Tinha provavelmente a mesma idade que Arya, que estava com suas vestes neutras e masculinas de sempre. Não era preciso guardar segredo de Bravos o seu posto, como sempre a ensinaram na Casa do Preto e Branco, agora era uma autoridade
- Você responderá minhas perguntas sem questionar – ordenou a Gata dos Canais para uma versão loira de Sansa Stark, ou melhor, Sansa Lannister. Arya sabia que a irmã estava em Pentos com o anão, e que a relação dos dois era famosa por ser... tórrida. Mal conseguia imaginar a irmã em uma situação daquela – Está bem?
A 'Cachinhos Dourados' ergueu uma sobrancelha em um tom esnobe, olhando para Arya dos pés à cabeça como se estivesse avaliando se era digna de conversar com a versão loira da própria irmã. Era uma das coisas que a Gata dos Canais não sentia saudade nenhuma de sua vida na Corte.
Ela cedeu quando Arya mostrou o cabo de sua espada, que ficava em suas costas para deixá-la com os movimentos mais livres. Ganhara aquela espada na sua promoção para o cargo de sub-capitã e era feita de aço valiriano forjada especialmente para o seu tipo de físico, tendo como prioridade a leveza de movimento e discernindo completamente de espadas normais. Mas o que a 'Cachinhos Dourados' viu era nada mais, e nada menos, do que o símbolo dos Homens Sem Rosto com algumas fitas brancas amarradas, descendo em uma curta cascata em suas costas.
Sorriu internamente.
Parece que estamos visados em Westeros.
- Sim, minha senhora – respondeu obedientemente.
Adorava o modo com que as pessoas se comportavam ao descobrirem o que Arya fazia da vida.
- Esse navio veio de onde? – perguntou centrada, dando uma olhada para o próprio.
- Viemos do Vale, minha senhora – continuou obedientemente – Paramos aqui em Bravos por acidente, ir para Pentos ou outras das Cidades Livres está difícil.
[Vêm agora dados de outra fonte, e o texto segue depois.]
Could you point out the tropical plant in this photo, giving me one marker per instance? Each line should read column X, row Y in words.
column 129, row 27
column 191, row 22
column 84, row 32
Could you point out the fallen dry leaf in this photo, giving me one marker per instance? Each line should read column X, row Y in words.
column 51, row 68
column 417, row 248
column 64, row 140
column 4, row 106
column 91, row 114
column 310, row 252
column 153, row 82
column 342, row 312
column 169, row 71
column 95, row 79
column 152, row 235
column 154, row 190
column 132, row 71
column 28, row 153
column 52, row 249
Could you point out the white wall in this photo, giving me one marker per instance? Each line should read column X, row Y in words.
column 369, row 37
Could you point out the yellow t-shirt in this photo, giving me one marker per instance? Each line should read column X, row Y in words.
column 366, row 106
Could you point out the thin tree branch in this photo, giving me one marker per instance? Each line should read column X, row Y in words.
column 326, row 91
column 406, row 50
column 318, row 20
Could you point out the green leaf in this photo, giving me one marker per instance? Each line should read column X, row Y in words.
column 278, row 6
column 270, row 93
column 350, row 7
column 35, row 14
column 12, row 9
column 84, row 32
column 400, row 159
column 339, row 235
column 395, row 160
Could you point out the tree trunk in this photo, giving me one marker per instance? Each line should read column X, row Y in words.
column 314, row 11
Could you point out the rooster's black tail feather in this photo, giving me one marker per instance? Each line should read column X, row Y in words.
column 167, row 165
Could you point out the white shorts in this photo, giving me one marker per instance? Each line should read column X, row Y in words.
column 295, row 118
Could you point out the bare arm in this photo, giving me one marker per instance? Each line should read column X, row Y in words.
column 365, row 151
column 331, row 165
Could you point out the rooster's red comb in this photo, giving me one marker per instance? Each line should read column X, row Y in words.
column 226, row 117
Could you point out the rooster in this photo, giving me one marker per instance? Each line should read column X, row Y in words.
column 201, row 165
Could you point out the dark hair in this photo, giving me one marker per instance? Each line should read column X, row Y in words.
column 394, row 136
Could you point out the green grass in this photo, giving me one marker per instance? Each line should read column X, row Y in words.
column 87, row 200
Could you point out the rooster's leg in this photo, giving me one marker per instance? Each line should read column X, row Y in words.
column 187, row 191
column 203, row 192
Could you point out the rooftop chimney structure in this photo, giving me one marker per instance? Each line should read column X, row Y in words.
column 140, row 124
As tempestades em alto mar não deixam, sem falar que ficamos com muito medo dos traficantes de escravos.
Pentos está assolada de tanta gente, mas todos da aristocracia.
- Por que resolveram partir? – insistiu firme – O Vale costumava ser o local mais pacífico naquele continente nos últimos anos.
- Era, minha senhora – concordou tão mansa quanto um cachorrinho – Tivemos sorte, as pessoas da nossa vila foram todas mortas por... por...
Os olhos azul-claro da menina lacrimejaram e era possível enxergar o medo através daquelas órbitas inseguras.
- ...por? – insistiu novamente.
Já tinha uma ideia do que era, mas precisava confirmar suas suspeitas.
A 'Cachinhos Dourados' mordeu o lábio inferior.
- Um dos nossos comandantes nos informou que a lenda dos Outros é verdadeira, de início rimos, mas agora choramos.
Então é isto que estão escondendo no conselho?
Os treinos de variação de temperatura e fome foram reiniciados nos últimos meses, e agora Arya sabia o que viria logo em seguida.
N/A: Eu não queria publicar essa fic, já tinha no meu notebook desde o ano passado e por ser diferente da minha linha de escrita, fiquei com receio de postar. Não envolve grandes cenas de sexo, não por enquanto, porque o foco é a história mesmo. Obs: deletei as outras fics pelo simples fato de que meu pendrive não quer abrir porque foi corrompido por vírus. Não é desculpa, é meu desespero. Meus trabalhos de faculdade estavam todos lá. Mas é só. Beijos.